Intrinsic and Extrinsic Motivation. What drives you?

Last week I touched on motivation and this week I want to delve a little deeper into the topic.

Let's look at my gal Zoey. Here is a picture of her performing her trick "sit pretty." Do you think Zoey likes the way "sit pretty" makes her feel?

I would wager a bet as to "NO!" Zoey is "sitting pretty" because she knows a treat is coming her way!

My pups are VERY extrinsically motivated.

Everyone is motivated by something. Psychologists have determined there are two types of motivation that explain our behaviors and how we pursue our goals: intrinsic motivation and extrinsic motivation. We may gravitate towards one motivation more than the other, but often there is a mix of both driving our behavior.

Defining the terms

Intrinsic motivation refers to those activities you do because you find them personally rewarding. It's an internal form of motivation and plays off your internal interests and values.
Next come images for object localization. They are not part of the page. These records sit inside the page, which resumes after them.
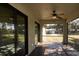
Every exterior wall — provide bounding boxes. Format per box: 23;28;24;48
9;3;40;55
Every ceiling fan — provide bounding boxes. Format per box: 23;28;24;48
51;10;64;19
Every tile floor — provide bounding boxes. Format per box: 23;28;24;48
29;42;79;56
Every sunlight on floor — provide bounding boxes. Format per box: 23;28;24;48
37;34;79;56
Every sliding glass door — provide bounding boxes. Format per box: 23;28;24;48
0;4;15;55
0;17;15;56
0;4;28;56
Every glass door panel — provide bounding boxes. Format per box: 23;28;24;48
0;4;27;56
0;17;15;56
16;15;25;55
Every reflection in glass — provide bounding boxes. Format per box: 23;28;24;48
17;15;25;54
0;17;15;56
0;4;27;56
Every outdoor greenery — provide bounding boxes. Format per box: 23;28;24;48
0;16;25;55
68;18;79;51
45;24;63;34
44;18;79;52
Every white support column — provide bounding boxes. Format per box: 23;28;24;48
39;24;43;42
63;22;68;45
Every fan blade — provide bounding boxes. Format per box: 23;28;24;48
56;15;63;19
58;13;64;15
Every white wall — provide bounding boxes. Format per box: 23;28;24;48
9;3;40;54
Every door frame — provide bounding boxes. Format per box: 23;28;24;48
35;21;41;42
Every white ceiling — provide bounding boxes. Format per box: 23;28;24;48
16;3;79;22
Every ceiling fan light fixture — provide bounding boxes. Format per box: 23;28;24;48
52;16;57;19
53;13;56;16
51;11;57;19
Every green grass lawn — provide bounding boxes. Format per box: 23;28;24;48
0;34;25;56
18;34;25;42
2;34;25;43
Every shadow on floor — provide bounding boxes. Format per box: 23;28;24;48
29;42;79;56
29;46;45;56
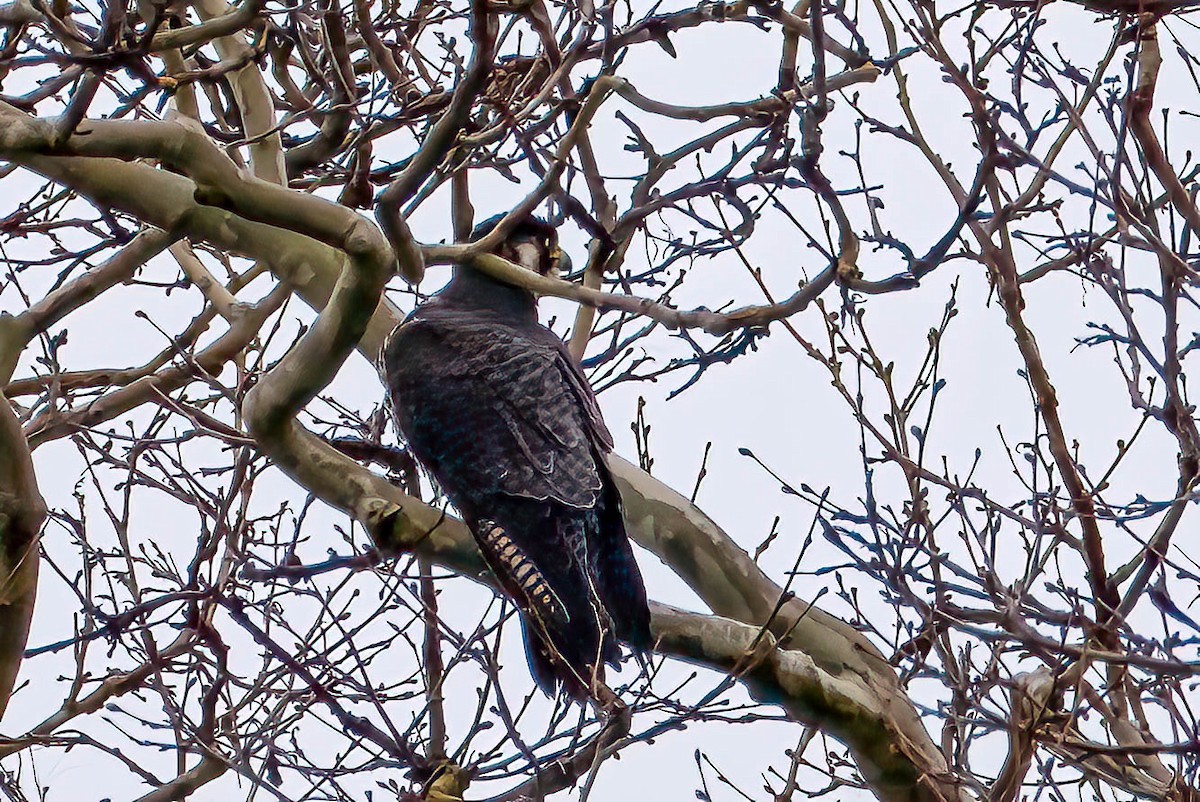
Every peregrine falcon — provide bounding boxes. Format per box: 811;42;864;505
382;214;651;701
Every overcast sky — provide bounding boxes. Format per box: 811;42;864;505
4;0;1199;799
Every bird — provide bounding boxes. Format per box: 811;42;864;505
381;213;651;704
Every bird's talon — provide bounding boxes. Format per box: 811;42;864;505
734;630;778;677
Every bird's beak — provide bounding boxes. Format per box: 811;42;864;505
549;245;571;277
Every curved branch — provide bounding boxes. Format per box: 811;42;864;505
149;0;261;52
440;248;838;336
614;64;880;122
24;287;286;448
374;0;495;284
193;0;284;184
0;102;403;359
0;317;46;722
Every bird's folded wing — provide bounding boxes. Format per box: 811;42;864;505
386;317;610;509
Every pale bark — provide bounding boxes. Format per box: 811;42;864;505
0;317;46;721
0;100;966;802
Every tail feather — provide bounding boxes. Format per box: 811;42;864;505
520;615;569;697
472;495;648;702
519;613;597;700
591;481;652;652
476;516;608;699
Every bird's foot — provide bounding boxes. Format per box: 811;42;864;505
421;762;469;802
588;677;628;720
732;629;779;678
591;681;632;751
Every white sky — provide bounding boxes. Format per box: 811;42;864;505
3;0;1199;799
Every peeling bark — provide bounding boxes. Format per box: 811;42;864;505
0;316;46;721
0;99;965;802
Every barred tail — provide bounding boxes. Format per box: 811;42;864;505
476;518;614;700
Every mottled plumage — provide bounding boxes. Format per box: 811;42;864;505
382;215;650;699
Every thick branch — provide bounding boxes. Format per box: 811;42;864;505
0;104;402;360
0;317;46;722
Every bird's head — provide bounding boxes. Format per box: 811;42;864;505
469;213;572;279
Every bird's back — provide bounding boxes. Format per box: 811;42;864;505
383;303;650;698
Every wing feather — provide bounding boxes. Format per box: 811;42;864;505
384;307;650;696
383;313;607;510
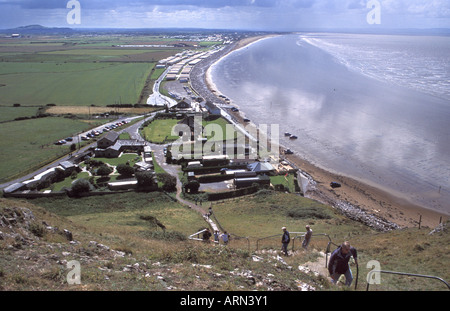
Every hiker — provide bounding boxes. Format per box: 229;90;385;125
328;241;358;286
213;230;220;243
202;228;212;243
221;231;230;245
302;225;312;250
281;227;290;256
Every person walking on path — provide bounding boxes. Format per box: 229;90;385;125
328;241;358;286
281;227;290;256
302;225;312;250
221;231;229;245
213;230;220;243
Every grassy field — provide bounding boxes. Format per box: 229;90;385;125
0;117;103;183
203;116;243;142
0;106;39;122
0;62;154;107
142;118;181;144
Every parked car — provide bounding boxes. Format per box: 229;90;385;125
65;137;73;142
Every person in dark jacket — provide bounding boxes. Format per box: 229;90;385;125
281;227;290;256
328;241;358;286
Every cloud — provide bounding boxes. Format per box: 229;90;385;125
0;0;449;29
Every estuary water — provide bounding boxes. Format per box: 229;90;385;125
210;33;450;215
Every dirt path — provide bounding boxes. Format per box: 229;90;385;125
149;142;220;233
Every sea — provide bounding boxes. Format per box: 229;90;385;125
210;33;450;215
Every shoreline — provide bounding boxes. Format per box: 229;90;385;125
194;35;449;230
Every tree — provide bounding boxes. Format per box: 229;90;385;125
117;163;135;177
97;165;113;177
71;178;91;195
135;171;157;190
157;173;177;192
184;180;200;194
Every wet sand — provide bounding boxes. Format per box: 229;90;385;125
197;35;449;230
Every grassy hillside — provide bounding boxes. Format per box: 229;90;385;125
1;190;448;291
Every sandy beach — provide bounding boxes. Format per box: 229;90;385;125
195;34;449;230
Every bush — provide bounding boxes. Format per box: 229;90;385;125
157;173;177;192
96;165;113;177
71;178;92;195
117;163;135;177
29;222;46;238
136;171;157;189
184;180;200;194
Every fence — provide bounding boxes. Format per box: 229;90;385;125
366;270;450;291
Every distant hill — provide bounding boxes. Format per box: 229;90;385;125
2;25;75;35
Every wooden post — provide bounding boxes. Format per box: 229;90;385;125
418;214;422;229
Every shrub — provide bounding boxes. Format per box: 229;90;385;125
29;222;45;238
157;173;177;192
117;163;135;177
136;171;157;189
184;180;200;194
71;178;92;195
96;165;113;177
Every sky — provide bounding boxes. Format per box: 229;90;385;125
0;0;449;31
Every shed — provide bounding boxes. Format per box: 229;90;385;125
247;162;275;174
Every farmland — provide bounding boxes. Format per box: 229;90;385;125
0;33;197;182
0;117;104;183
0;62;154;107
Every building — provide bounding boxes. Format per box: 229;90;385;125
234;175;271;189
3;182;27;195
107;180;138;191
247;162;275;175
97;131;119;149
134;161;154;172
201;101;221;116
173;98;192;110
95;139;147;158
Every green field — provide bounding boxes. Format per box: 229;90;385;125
0;106;39;122
142;118;181;143
0;62;154;107
0;117;103;183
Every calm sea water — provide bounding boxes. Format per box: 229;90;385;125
210;33;450;215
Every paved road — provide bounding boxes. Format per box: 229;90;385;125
146;67;178;107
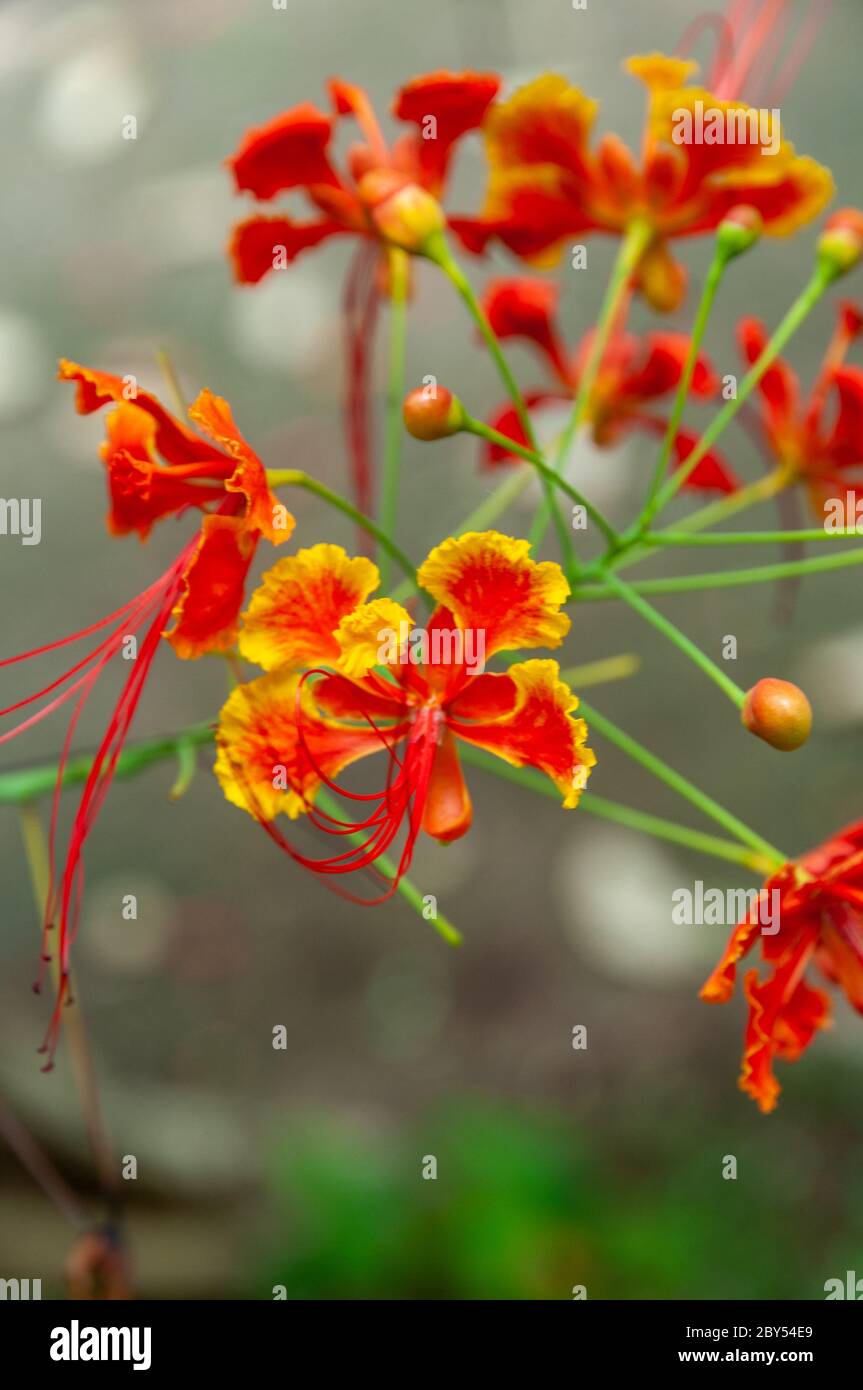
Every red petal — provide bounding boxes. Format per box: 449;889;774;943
227;104;340;200
482;278;570;382
394;70;500;190
229;215;348;283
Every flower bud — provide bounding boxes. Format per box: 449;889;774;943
817;209;863;281
717;205;763;260
403;385;466;440
358;170;446;257
742;678;812;751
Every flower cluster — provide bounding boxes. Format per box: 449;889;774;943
5;29;863;1120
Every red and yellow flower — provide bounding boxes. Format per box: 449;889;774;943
478;276;738;491
465;53;833;311
215;531;595;896
1;364;293;1064
226;70;500;283
702;818;863;1112
738;300;863;516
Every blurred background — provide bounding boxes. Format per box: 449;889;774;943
1;0;862;1299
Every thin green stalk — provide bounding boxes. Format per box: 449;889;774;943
530;218;652;548
576;544;863;599
266;468;418;595
576;699;786;868
458;745;776;875
378;251;409;589
645;265;832;522
643;246;728;513
668;466;793;537
434;244;577;572
3;727;459;948
599;570;746;709
646;527;863;547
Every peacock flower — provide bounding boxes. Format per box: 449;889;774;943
702;817;863;1113
739;299;863;517
2;363;293;1065
226;71;500;282
479;276;739;492
466;53;833;311
226;71;499;517
215;532;595;898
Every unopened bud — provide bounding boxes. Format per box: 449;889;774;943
717;205;762;260
358;170;446;257
742;678;812;751
818;209;863;281
403;385;466;440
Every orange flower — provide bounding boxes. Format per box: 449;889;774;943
215;533;595;898
479;276;738;491
738;301;863;516
702;818;863;1112
226;72;499;519
1;365;293;1066
466;54;833;310
226;71;500;283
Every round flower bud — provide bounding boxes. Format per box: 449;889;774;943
403;386;466;441
741;678;812;751
358;170;446;257
817;209;863;281
717;205;763;260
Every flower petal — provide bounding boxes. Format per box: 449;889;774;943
481;278;571;382
240;544;381;672
58;359;227;468
187;389;291;544
394;70;500;191
229;215;348;284
448;659;595;806
335;597;415;680
417;531;570;657
226;103;341;200
215;668;392;820
166;514;256;660
421;727;473;841
103;405;225;539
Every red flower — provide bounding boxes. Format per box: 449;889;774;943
2;363;292;1066
465;54;833;311
702;818;863;1112
215;532;594;901
739;302;863;516
226;72;499;282
479;276;739;492
226;72;499;517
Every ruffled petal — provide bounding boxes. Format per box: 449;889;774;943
240;544;381;672
226;103;341;200
417;531;570;657
619;332;717;403
394;70;500;192
187;389;291;544
229;214;348;283
215;668;393;820
738;318;800;430
739;947;828;1113
335;597;415;680
103;405;225;538
58;359;227;468
448;659;595;806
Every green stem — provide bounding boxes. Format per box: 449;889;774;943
458;746;776;874
266;468;418;595
599;570;746;709
576;544;863;599
2;726;460;948
378;251;409;590
435;244;577;572
645;266;831;522
576;699;786;868
645;527;863;547
643;246;727;513
530;218;652;548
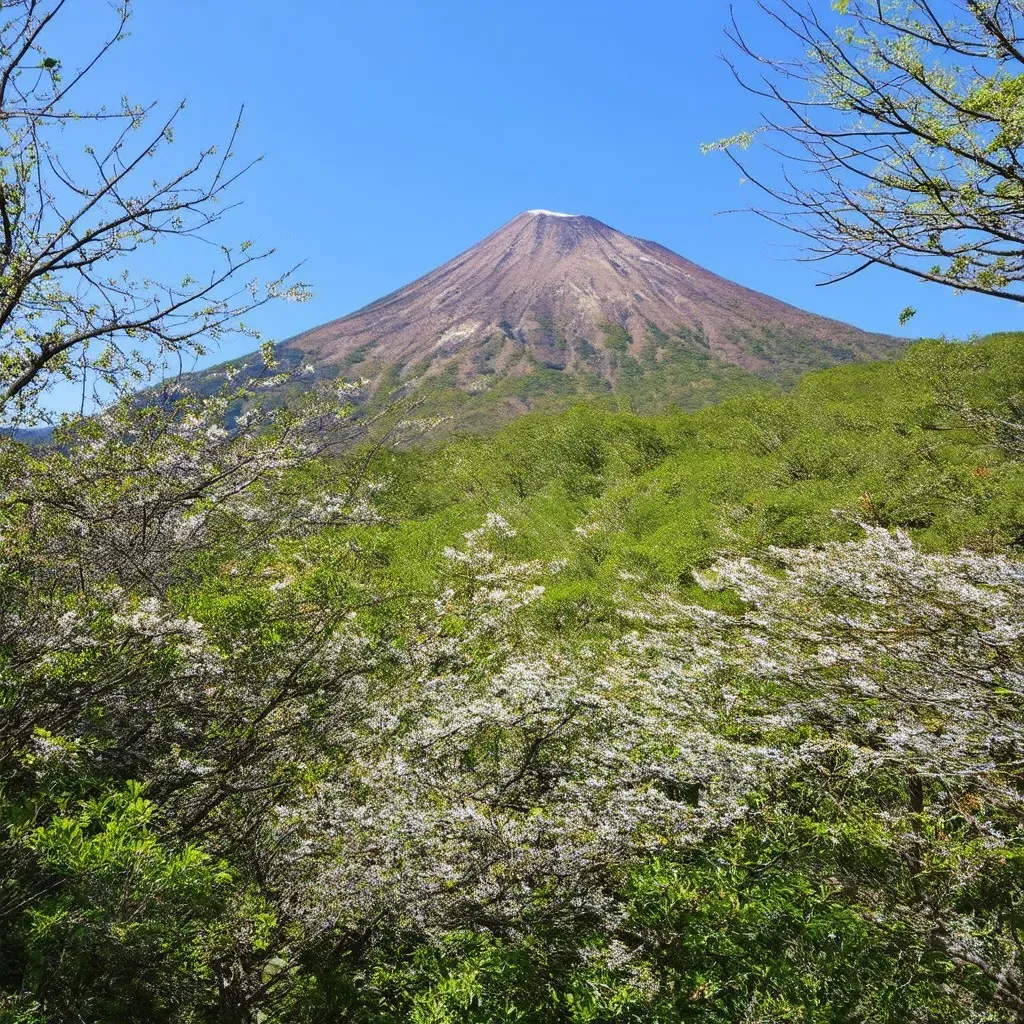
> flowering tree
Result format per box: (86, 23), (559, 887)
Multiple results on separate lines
(627, 525), (1024, 1020)
(281, 515), (777, 947)
(0, 370), (385, 1017)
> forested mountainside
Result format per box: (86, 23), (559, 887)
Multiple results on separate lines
(368, 332), (1024, 595)
(3, 332), (1023, 1023)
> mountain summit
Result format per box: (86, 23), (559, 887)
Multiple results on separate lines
(286, 211), (897, 392)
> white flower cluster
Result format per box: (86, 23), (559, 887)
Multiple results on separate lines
(221, 520), (1019, 952)
(266, 516), (777, 938)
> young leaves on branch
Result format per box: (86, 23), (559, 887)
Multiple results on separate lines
(0, 0), (309, 425)
(708, 0), (1024, 305)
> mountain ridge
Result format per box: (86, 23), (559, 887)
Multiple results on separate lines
(281, 210), (899, 394)
(177, 211), (905, 435)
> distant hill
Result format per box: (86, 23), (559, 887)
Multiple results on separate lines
(168, 211), (906, 433)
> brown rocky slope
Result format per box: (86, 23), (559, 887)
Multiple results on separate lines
(283, 210), (899, 390)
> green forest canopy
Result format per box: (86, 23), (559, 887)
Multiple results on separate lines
(2, 332), (1024, 1022)
(375, 332), (1024, 609)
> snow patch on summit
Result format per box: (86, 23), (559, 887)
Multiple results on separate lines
(527, 209), (576, 218)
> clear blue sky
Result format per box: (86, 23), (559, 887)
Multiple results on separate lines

You perform a behavior or strive towards a goal for personal satisfaction or accomplishment.

Examples of intrinsic motivators include doing a workout because it feels good, solving a puzzle because you enjoy a challenge, taking a course because you find the topic interesting, or choosing healthy meals because you enjoy cooking them.

Extrinsic motivation is an external form of motivation. It's any reason you do the work other than the joy of doing the work itself. Anything that you are promised for doing the work and anything that you get as a result of doing the work are all extrinsic motivators. You strive towards a goal, perform a behavior, or engage in an activity to earn a reward or avoid punishment.

Examples of extrinsic motivators and rewards are things like monetary bonuses, pay raises at work for hitting specific goals, working for good grades, competing in sporting or fitness competitions for trophies, or losing weight to look better in your clothes.

Make sense?

Intrinsic and extrinsic motivation coexisting

When I first started my undergraduate studies and learned about different types of motivation, extrinsic motivation was novel to me, since most of what has always driven me was "feeling" based (and yes that has gotten me in trouble sometimes!)

Let's look at a few examples how my internal feelings have led and motivated me.

I have been exercising since my 20's because of the way it makes me feel. I married my husband because of the way he makes me feel (of course I also thought he was a great guy, smart, kind, generous, etc. but overall I loved the way I felt when I was with him.) I eat and don't eat certain foods because of the way I feel during and after eating the foods. I chose a new career path because I love helping others reach their health and fitness goals. I took Spanish because I have a sense of satisfaction when growing and learning. I keep in touch with the people I care about because I enjoy their conversation and feel thankful to have them in my life. I could go on!

Awards, recognition, fame, etc. none of the classic extrinsic motivators ever meant much to me. Or so I thought.

When I transitioned to a full-time undergraduate student early 2016, I started achieving Dean's List every semester. One semester I overloaded myself and had to change one of my classes to audit (I bit off more than I could chew that semester). Well, guess what "audit" meant for me? No Dean's List. I was really upset. I mean REALLY upset!

In reflection and hindsight, what I find most interesting about this shift within me, is that I chose my undergraduate program because I was fascinated with the curriculum. I was busting at the seams with excitement to be a part of a program that encompassed several of my FAVORITE subjects. Exercise, Nutrition, and Psychology. For those that are hockey lovers, this is a hat trick of awesomeness for me!